Andy Pando

Personal information
- Full name: Andy Robert Pando García
- Date of birth: 28 July 1983 (age 42)
- Place of birth: Lima, Peru
- Height: 1.76 m (5 ft 9 in)
- Position: Forward

Youth career
- 1999-2001: Deportivo Zúñiga
- Sporting Cristal
- Unión de Campeones

Senior career*
- Years: Team / Apps / (Gls)
- 2003–2006: Universidad San Marcos /  / (18)
- 2007: Alianza Atlético / 9 / (0)
- 2008–2009: Universidad San Marcos / 24 / (15)
- 2010: Colegio Nacional Iquitos / 11 / (7)
- 2010–2011: Sporting Cristal / 27 / (7)
- 2011: León de Huánuco / 7 / (0)
- 2012: Real Garcilaso / 43 / (27)
- 2013: Las Palmas / 7 / (0)
- 2013–2014: César Vallejo / 53 / (14)
- 2015: La Equidad / 27 / (6)
- 2016: Alianza Lima / 25 / (7)
- 2017–2018: César Vallejo / 41 / (28)
- 2019: Unión Huaral / 5 / (0)
- 2020: Deportivo Municipal / 19 / (2)
- 2021: Los Chankas / 21 / (12)

= Andy Pando =

Peruvian footballer (born 1983)

Andy Robert Pando García (born 28 July 1983), commonly known as Andy Pando, is a Peruvian former professional footballer who played as a forward. His nicknamed is El Oso (The Bear)

==Career==
Pando began his senior career in 2003 with Peruvian Segunda División side Universidad San Marcos He scored his first professional goal on 6 July 2003 in his club's win over América Cochahuayco in round 10 of that season, with Pando scoring the winning goal. He stayed with Universidad San Marcos until the end of the 2006 season, scoring a total of 18 goals in four seasons there.
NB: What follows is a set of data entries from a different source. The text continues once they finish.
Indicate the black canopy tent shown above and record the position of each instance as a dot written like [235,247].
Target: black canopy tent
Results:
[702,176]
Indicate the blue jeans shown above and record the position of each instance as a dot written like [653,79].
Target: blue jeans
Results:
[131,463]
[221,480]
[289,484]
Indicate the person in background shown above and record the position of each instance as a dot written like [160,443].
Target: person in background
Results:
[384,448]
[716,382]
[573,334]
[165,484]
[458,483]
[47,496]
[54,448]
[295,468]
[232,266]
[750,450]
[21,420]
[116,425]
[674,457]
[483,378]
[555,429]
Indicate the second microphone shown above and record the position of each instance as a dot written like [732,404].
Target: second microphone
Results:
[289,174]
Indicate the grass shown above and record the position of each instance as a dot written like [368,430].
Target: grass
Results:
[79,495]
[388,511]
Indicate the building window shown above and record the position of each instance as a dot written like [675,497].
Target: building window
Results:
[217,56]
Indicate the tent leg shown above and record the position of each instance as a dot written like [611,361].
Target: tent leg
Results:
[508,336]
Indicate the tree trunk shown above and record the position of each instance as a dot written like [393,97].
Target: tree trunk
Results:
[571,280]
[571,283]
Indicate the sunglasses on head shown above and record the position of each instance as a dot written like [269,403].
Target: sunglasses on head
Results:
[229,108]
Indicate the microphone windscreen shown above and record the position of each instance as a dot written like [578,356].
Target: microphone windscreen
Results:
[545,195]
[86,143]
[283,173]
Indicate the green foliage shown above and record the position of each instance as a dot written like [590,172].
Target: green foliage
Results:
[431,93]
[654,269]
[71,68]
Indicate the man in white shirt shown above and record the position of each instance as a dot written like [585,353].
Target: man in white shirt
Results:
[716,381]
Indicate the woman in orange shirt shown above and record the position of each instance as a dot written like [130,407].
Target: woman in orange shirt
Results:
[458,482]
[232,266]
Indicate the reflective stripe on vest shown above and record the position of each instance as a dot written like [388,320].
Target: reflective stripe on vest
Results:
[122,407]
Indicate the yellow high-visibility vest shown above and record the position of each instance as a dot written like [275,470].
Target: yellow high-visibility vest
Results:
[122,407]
Finally in January 2007 Pando would have his first spell in the Peruvian top-flight by joining Alianza Atlético. There he made his Torneo Descentralizado league debut on 14 February 2007 in a 0–0 draw at home against FBC Melgar.

In 2012 he played for Real Garcilaso and finished as the Torneo Descentralizado's top goalscorer with 27 goals. He was separated from the team before the second match in the final against Sporting Cristal. The club Garcilaso resolved his contract claiming he had a "lack of identification with the club".